An elementary school teacher who sued the Cupertino Union School District last fall, saying his employer tried to limit his instructional materials because he was a Christian, has resigned from his job just days after reaching a legal settlement.
Stephen J. Williams, who taught fifth grade at Stevens Creek Elementary School, resigned Monday and was packing up with his wife and two infant children for a move to Bend, Ore., Williams said in an interview Wednesday.
Jeremy Nishihara, a spokesman for the school district, confirmed that Williams had tendered his resignation but had no further comment in the case, which received national attention.
Some of the materials Williams used in teaching U.S. history included a list of various religious clauses found in state constitutions and in the Declaration of Independence and George Washington’s prayer journal.
When some parents complained and district officials asked Williams to drop the use of some documents with religious references, Williams sued the district in federal court, saying that his constitutional rights were being violated.

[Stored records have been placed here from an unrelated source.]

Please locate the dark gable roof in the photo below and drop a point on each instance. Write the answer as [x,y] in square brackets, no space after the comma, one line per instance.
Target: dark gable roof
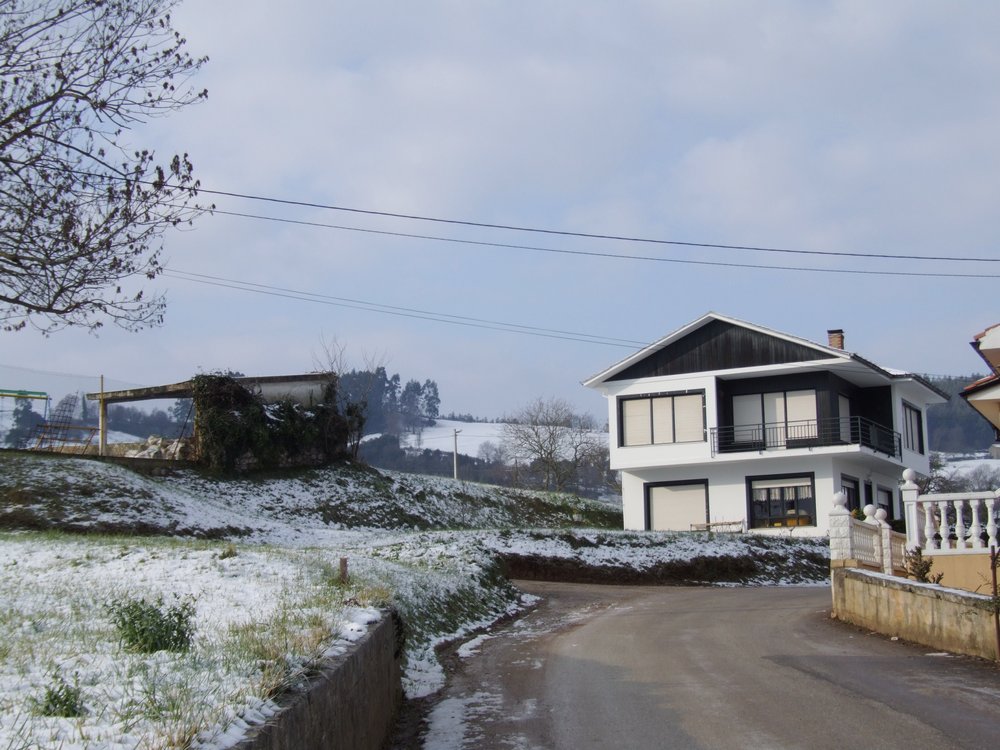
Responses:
[720,345]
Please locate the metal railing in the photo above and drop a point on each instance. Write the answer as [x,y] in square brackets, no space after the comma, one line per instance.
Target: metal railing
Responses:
[806,434]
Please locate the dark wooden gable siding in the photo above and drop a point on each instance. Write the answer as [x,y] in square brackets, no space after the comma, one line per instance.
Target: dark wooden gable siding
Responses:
[718,345]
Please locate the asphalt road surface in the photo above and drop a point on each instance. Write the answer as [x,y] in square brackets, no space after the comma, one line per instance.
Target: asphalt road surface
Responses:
[667,667]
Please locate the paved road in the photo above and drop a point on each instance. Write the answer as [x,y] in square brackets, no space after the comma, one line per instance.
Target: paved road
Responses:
[640,667]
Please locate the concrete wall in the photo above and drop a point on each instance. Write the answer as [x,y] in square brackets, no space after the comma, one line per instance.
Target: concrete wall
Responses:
[965,571]
[938,617]
[350,705]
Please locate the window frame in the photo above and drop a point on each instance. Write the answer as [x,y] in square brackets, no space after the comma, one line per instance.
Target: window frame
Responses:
[851,487]
[647,492]
[652,413]
[913,442]
[780,430]
[807,503]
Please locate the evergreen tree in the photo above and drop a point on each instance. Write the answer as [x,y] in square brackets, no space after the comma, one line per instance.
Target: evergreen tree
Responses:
[431,399]
[24,422]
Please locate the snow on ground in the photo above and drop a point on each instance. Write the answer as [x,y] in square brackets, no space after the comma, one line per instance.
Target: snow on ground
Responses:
[471,435]
[272,572]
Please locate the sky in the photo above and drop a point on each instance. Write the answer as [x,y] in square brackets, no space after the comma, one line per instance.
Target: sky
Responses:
[821,127]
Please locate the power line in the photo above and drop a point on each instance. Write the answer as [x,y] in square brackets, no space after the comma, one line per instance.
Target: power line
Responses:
[582,235]
[588,235]
[405,312]
[596,254]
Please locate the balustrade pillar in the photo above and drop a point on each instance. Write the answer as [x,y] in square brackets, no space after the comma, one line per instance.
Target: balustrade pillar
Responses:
[840,529]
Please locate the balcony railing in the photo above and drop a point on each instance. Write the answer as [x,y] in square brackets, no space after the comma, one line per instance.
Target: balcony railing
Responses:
[806,434]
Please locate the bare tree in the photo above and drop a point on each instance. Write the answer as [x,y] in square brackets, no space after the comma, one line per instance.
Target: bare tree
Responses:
[82,211]
[552,440]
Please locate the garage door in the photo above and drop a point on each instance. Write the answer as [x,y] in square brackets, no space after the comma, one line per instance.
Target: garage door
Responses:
[674,507]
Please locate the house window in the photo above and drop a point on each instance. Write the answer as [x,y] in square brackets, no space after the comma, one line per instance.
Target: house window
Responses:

On Thursday, Williams withdrew his complaint in exchange for the district stating that teachers are able to use instructional material with religious content, under certain conditions. There is no financial settlement involved in the agreement.
“My wife and I have been praying about it for a while,” Williams, 39, said about his decision to resign.
He does not have a job lined up in Oregon and said it is unlikely he will return to teaching in public schools.